By | August 12th, 2015 | Blog | 1 Comment

 

Leah Binder: “We want to start to tie payment to performance on key safety and quality metrics. Employers want to see results.”

 

One in a series of interviews with Modern Healthcare’s Top 25 Women in Healthcare for 2015.

 

 

Patient-safety organizations have proliferated in the last decade, from the respected National Patient Safety Foundation to numerous groups founded by patients or their relatives who have experienced pain and loss from medical errors. Yet few have the muscle that the Leapfrog Group does, using its research and clout on behalf of businesses that pay for their employees’ healthcare coverage.

 

That marriage of safety and statistics, with a streak of blunt boldness, is personified by Leapfrog President and CEO Leah Binder, who has led the organization since 2008. She is a friend to many in the industry, but notes that Leapfrog fiercely guards its watchdog status.

 

“I think a lot of people who are involved in the healthcare industry also have tentacles into a lot of different interest groups that they need to maintain strong ties to,” she says. “And while we also like to maintain strong ties to and collaborate with our colleagues in healthcare, we maintain a strong independence from the industry. And that has enabled us to talk about reality in a way that is different from what others who are within the system feel able to do.”

 

While she is a champion of the quality care that many systems and physicians provide, she’s not afraid to take them to task when she feels U.S. consumers and their employers aren’t getting stellar treatment. Leapfrog’s voice has been getting louder and more urgent lately, Binder notes, because it hasn’t always seemed that the healthcare industry has been paying attention.

 

“When I am speaking from the perspective of a purchaser who is spending more money on healthcare than they earned in profits last year, they expect tough talk,” she says. “They want to make sure their employees are safe and healthy and they get the right value for their money. It’s just been very difficult to get that message out to the healthcare community that employers want change and expect it. “I’ve certainly had to begin to communicate in ways that make clear that the business community considers this to be serious business.”

 

Binder got to know the Leapfrog Group when she was vice president of Franklin Community Health Network, a healthcare system in Maine that participated in Leapfrog’s surveys on quality and safety. Prior to that, she was a senior policy advisor to then-New York City Mayor Rudolph Giuliani. She began her career as public policy director for the National League of Nursing.

 

Her life-changing encounter with the importance of safety came when her infant son was sick, and she and her husband couldn’t get their pediatrician to listen to them.

 

“When he was 3 weeks old, he was misdiagnosed with acid reflux.
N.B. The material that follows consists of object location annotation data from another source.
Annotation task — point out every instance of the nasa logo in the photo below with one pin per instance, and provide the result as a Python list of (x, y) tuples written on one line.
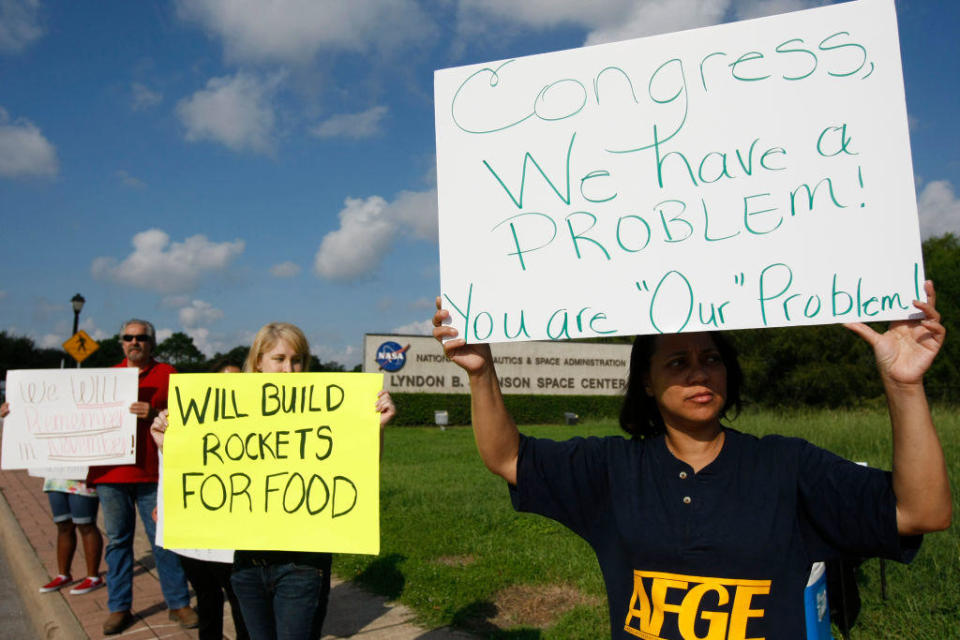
[(391, 356)]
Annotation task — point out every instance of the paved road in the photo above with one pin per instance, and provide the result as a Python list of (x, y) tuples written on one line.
[(12, 612)]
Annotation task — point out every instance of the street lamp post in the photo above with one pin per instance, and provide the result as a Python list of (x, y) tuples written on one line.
[(77, 302)]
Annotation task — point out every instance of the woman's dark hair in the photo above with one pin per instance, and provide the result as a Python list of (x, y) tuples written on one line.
[(640, 416)]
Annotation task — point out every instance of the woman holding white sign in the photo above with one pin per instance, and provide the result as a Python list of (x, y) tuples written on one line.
[(700, 530)]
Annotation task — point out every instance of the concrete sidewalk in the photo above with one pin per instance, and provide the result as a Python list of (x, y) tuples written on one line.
[(28, 538)]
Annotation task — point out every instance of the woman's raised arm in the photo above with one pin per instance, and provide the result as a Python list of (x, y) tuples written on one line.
[(498, 440), (904, 353)]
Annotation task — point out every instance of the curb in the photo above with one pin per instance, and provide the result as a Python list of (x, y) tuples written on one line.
[(50, 616)]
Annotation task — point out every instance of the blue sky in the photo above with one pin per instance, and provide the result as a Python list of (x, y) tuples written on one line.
[(214, 165)]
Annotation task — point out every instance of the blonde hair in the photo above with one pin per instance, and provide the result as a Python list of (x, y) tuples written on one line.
[(268, 336)]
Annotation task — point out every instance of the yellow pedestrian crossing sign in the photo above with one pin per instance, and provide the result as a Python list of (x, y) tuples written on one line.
[(80, 345)]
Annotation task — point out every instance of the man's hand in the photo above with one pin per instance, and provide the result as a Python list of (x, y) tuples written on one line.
[(141, 410)]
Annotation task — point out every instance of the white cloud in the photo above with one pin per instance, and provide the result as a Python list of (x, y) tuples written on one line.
[(235, 111), (202, 340), (939, 209), (156, 264), (611, 20), (418, 328), (367, 230), (747, 9), (365, 124), (416, 213), (24, 151), (295, 30), (347, 355), (285, 270), (422, 304), (660, 16), (19, 24), (357, 247), (174, 302), (51, 341), (143, 97), (199, 312), (90, 326), (128, 180)]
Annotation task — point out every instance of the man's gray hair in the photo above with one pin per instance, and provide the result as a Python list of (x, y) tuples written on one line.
[(145, 324)]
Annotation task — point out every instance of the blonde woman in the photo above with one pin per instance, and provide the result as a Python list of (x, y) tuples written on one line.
[(283, 594)]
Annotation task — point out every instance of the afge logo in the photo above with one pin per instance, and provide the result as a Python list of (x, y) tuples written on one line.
[(391, 356), (667, 605)]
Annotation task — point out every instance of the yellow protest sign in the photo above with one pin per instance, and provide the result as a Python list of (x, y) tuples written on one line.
[(287, 461)]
The actual diagnosis was that he had pyloric stenosis which, if it goes untreated for too long of a period, can be dangerous if not deadly,” Binder remembers. “And it was only because of my husband’s aggressiveness in insisting on a re-evaluation of him that we were able to get him in for emergency surgery. And that probably saved his life.”

 

The episode made a deep impression on Binder and her family.

 

“It just showed me that when ordinary people like me make mistakes – perhaps we miss an appointment or forget to get milk from the grocery store – they don’t have a huge impact. But when you’re in healthcare, even minor mistakes can have catastrophic effects for people. That’s a lot of pressure on people who work in the healthcare system and it is a lot of responsibility. It made me realize just how important it is for us to respect that and to make sure that vigilance continues.”

 

The Leapfrog Group conducts its vigilance through the Leapfrog Hospital Survey, an annual report that tracks hospitals’ performance on safety, quality and efficiency. Its Hospital Safety Score also assigns letter grades – from A to F – to more than 2,500 U.S. hospitals.

 

While numerous groups create “top hospital” rankings each year – so much so that a provider can pick and choose which report shows it in the most favorable light – Binder says she believes one factor elevates Leapfrog’s reach beyond the others: transparency.

 

“Our transparency is absolute,” Binder asserts. “We make everything public by hospital and there are a number of groups working with hospitals that specifically do not make that data public. They collect it in order to work with it internally to improve the safety profiles of their members, and that’s certainly one model. We believe that transparency actually galvanizes improvement faster, but we support the fact that these other groups are working on it and we know they have had success.”

 

The other pressure that the Leapfrog Group brings to bear on safety and quality is financial in nature. “We are working from the perspective of the purchaser, so we want to bring value-based purchasing into the equation,” Binder says. “We really want to start to tie payment to performance on key safety and quality metrics. Employers want to see results.”

 

Binder said she believes the industry has made significant progress on quality and safety, although she admits that the pace of change is uncomfortably slow. She is concerned about consolidation among providers and payers because she says the trend “traditionally has meant lower quality, higher costs.” But lasting change, she adds, has to come from the top, and she is not convinced healthcare CEOs have made safety the priority it should be.

 

“For me, when we start seeing CEOs believe their jobs are on the line if they can’t get the safety record better, that’s when we’re going to see rapid change,” she says. “I have heard directly from some CEOs who say that it was a very significant moment in their career when they saw the Leapfrog letter grade that reflected poorly on their hospital, and that spurred them into action. I’ve also seen some hospitals or systems that are putting CEO and senior-level compensation at risk based on their letter grade or their safety record, and that’s also a very positive sign. But we’re not there yet.”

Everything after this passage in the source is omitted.